Let $S_{n}$ be the sum of the first $n$ terms of an arithmetic progression. If $S_{3 \mathrm{n}}=3 S_{2 \mathrm{n}}$, then the value
of $\frac{S_{4 n}}{S_{2 n}}$ is :
Correct Option: 1
Let a be first term and d be common diff. of this A.P.

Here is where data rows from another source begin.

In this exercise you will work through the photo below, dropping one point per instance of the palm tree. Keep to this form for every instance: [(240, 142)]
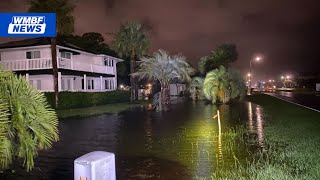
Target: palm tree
[(65, 25), (223, 85), (28, 124), (164, 68), (131, 41), (216, 85)]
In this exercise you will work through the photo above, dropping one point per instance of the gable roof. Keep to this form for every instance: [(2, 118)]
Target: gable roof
[(38, 42)]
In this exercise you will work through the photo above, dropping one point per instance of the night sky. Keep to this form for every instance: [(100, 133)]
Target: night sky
[(285, 32)]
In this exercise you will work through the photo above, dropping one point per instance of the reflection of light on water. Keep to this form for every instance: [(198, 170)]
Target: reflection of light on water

Given $S_{3 \mathrm{n}}=3 S_{2 \mathrm{n}}$
$\Rightarrow \frac{3 \mathrm{n}}{2}[2 \mathrm{a}+(3 \mathrm{n}-1) \mathrm{d}]=3 \frac{2 \mathrm{n}}{2}[2 \mathrm{a}+(2 \mathrm{n}-1) \mathrm{d}]$
$\Rightarrow 2 \mathrm{a}+(3 \mathrm{n}-1) \mathrm{d}=4 \mathrm{a}+(4 \mathrm{n}-2) \mathrm{d}$
$\Rightarrow 2 \mathrm{a}+(\mathrm{n}-1) \mathrm{d}=0$
Now $\frac{S_{4 n}}{S_{2 n}}=\frac{\frac{4 n}{2}[2 a+(4 n-1) d]}{\frac{2 n}{2}[2 a+(2 n-1) d]}=\frac{2[\underbrace{2 a+(n-1) d}_{-0}+3 n d]}{[\underbrace{2 a+(n-1) d}_{-0}+n d]}$
$=\frac{6 \text { nd }}{\text { nd }}=6$